4 A história ainda não acabou, caro leitor. Vinte e quatro horas depois de ter zurzido nos cientistas na reunião do Infarmed por não apresentarem respostas conclusivas (e, porventura, por não assumirem a sua responsabilidade), António Costa lá decidiu colocar o país a várias velocidades, destacando-se a manutenção do estado de calamidade para 19 freguesias da Área Metropolitana de Lisboa.

Esta decisão já devia ter sido tomada há pelos menos duas ou três semanas quando o número de infetados na região de Lisboa já era consistentemente elevado desde maio. A consequência dessa inação é que os números não param de subir: a semana passada, bateu-se o recorde de números diários desde 8 de maio por duas vezes com mais de 450 casos. Foi a pior semana desde o final de abril.

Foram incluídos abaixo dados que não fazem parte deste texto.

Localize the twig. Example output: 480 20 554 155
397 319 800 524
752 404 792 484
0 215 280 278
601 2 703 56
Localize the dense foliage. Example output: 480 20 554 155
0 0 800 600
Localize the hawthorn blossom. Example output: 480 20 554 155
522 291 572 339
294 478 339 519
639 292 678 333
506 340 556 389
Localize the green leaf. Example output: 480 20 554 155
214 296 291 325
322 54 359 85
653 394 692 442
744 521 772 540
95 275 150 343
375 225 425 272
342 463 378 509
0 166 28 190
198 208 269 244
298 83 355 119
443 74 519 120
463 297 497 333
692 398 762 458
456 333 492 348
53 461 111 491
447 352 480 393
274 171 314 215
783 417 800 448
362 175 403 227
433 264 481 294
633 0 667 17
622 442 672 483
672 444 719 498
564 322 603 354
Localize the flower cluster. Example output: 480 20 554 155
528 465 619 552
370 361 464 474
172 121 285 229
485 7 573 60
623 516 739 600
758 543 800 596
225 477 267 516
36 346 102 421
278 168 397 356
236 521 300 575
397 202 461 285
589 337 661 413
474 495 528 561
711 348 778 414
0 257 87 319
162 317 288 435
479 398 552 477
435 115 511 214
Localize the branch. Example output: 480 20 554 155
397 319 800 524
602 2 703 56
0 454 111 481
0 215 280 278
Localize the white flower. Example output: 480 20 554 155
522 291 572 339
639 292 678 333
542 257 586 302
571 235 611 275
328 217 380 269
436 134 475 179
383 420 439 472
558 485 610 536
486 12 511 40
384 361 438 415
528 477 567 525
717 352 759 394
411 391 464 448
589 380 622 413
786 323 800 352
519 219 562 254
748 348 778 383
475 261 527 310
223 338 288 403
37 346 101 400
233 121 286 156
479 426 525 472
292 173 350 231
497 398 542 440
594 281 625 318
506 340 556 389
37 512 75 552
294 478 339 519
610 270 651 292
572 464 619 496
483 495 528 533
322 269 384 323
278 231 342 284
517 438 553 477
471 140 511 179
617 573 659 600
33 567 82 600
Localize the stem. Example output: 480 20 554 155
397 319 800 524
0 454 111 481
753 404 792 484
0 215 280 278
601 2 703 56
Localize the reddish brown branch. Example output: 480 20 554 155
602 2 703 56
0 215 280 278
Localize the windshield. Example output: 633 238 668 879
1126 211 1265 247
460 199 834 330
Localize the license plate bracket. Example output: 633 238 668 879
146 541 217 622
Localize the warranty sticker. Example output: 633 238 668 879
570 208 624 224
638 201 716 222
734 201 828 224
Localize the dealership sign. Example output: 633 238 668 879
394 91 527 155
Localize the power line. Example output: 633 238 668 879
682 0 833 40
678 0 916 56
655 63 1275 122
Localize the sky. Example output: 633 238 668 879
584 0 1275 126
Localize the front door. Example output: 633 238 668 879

E, já agora, alguém deu pela existência do “gabinete regional de intervenção em Lisboa e Vale do Tejo para suprir a Covid-19” anunciado pela ministra Marta Temido a 10 de junho e liderado pelo médico Rui Portugal? E essa estrutura está coordenada com o secretário de Estado Duarte Cordeiro, que aparentemente também é o coordenador regional de Lisboa e Vale do Tejo no combate à pandemia, e que fez um anúncio discreto mas importante de “partilha de responsabilidades” (a tal palavra maldita para António Costa) entre as autoridades de Saúde e da Proteção Civil em Lisboa? Convinha que as duas estruturas não se atropelassem.

Comprovando que esta foi a pior semana de António Costa em largos meses, o líder socialista deu uma entrevista este domingo ao jornal catalão La Vanguardia em que afirma que o problema da região de Lisboa está concentrado  nos bairros periféricos de Lisboa e não no centro da capital. A treta de António Costa (tão realista quanto a dos testes e a dos jovens) desconstrói-se facilmente se falarmos apenas dos trabalhadores da construção civil e funcionários de serviços que, como acontece em qualquer capital europeia, se deslocam diariamente dos bairros periféricos para o centro da cidade. Portanto, há um perigo de contágio inerente à mobilidade destes trabalhadores que não permite ao primeiro-ministro afirmar que o problema só existe na periferia da Grande Lisboa.

5

Quando o Presidente Marcelo Rebelo de Sousa e o próprio António Costa reconhecem finalmente que o “milagre português” desvaneceu-se (bem vistas as coisas, nunca existiu) e que a subida constante dos números diários da situação epidemiológica nacional é preocupante, seria bom termos um primeiro-ministro fiel à nobreza do seu cargo e que assumisse, como líder que deveria ser, as responsabilidades das suas ações ou das suas omissões.

Infelizmente, para Portugal não é esse o tipo de líder que nos calhou na rifa. Em vez de um primeiro-ministro com ética de responsabilidade, temos António Costa a apontar o dedo a tudo e a todos, menos a si próprio — o primeiro e o último responsável pelo Poder Executivo.

PS – Mais do que os péssimos resultados nas sondagens, o definhamento do PSD de Rui Rio revela-se nas estruturas. Quando três concelhias da distrital social-democrata do Porto, a maior do país, não têm candidatos, isso é um forte sinal de desmobilização dentro do próprio partido. A acompanhar.